The eldest daughter of George II, and Handel's most knowledgeable patron, Anne is the only English princess since the fifteenth century to rule alone in a foreign country. In the Netherlands she is the least known of the energetic and able women from Amalia van Solms to Emma of Waldeck-Pyrmont who have married into the House of Orange, but she is unique in holding real political power.
This book uses hitherto unpublished private papers which give a vivid picture of eighteenth century social life in London, Friesland and The Hague.

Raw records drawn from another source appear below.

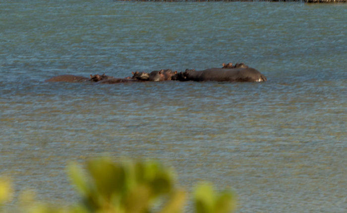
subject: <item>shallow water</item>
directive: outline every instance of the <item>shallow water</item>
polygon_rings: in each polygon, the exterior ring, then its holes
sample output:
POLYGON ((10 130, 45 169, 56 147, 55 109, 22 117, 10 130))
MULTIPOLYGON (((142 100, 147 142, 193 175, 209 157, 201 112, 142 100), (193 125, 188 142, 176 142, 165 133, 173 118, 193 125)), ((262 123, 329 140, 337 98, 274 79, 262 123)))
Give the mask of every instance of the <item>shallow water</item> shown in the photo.
POLYGON ((151 158, 189 190, 233 188, 239 213, 345 213, 346 20, 340 4, 1 1, 0 172, 67 205, 68 162, 151 158), (44 82, 241 62, 268 81, 44 82))

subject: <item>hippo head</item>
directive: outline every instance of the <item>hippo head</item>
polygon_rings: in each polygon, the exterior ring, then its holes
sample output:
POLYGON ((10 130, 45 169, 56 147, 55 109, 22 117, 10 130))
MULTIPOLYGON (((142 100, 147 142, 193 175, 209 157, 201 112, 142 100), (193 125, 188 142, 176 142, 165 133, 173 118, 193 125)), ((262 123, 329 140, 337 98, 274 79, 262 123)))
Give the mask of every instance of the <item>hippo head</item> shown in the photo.
POLYGON ((152 71, 149 73, 149 80, 151 81, 162 81, 165 80, 164 70, 160 71, 152 71))
POLYGON ((149 74, 144 71, 141 72, 138 71, 136 71, 135 72, 133 71, 131 72, 131 73, 132 73, 133 75, 132 77, 131 77, 132 79, 136 79, 140 80, 148 80, 149 78, 149 74))
POLYGON ((245 65, 244 63, 241 63, 240 64, 237 64, 236 63, 235 65, 235 67, 234 67, 234 68, 248 68, 248 66, 247 65, 245 65))
POLYGON ((89 79, 89 80, 94 82, 98 82, 100 81, 100 80, 104 80, 105 79, 110 78, 113 78, 113 77, 112 76, 106 75, 105 73, 102 74, 101 75, 98 74, 95 74, 94 75, 92 75, 91 74, 90 79, 89 79))
POLYGON ((232 63, 228 63, 227 65, 226 65, 225 64, 223 63, 223 64, 222 65, 223 66, 223 67, 222 68, 227 68, 227 69, 233 68, 232 63))
POLYGON ((183 72, 179 72, 174 74, 171 77, 172 80, 179 80, 180 81, 185 81, 187 80, 187 77, 184 75, 183 72))
POLYGON ((177 74, 177 71, 173 71, 170 69, 164 70, 164 75, 165 75, 165 80, 170 80, 172 77, 177 74))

But, more importantly, they show her influence on Dutch politics at a time of constitutional change, while letters to her father, her brother 'Butcher' Cumberland and her cousin Frederick the Great show her playing a significant role on the European diplomatic stage.
Veronica Baker-Smith was born in Derbyshire, and educated in Scotland, completing her historical studies at the University of Wales in Cardiff in 1981. Later she moved to the Netherlands where she began research in the Koninklijk Huisarchief on the private papers of Stadholder William IV and his English wife, which provide the basis for this, her first book.
'Veronica Baker-Smith has done a real service in illuminating this unjustly obscure life.'
Paul Minet, Royalty Digest, 1995.
All those interested in historical, royal or women's biography, eighteenth century European history — social, diplomatic, military or cultural — and in the Netherlands those interested in constitutional and political history, and the financial and personal history of the House of Orange.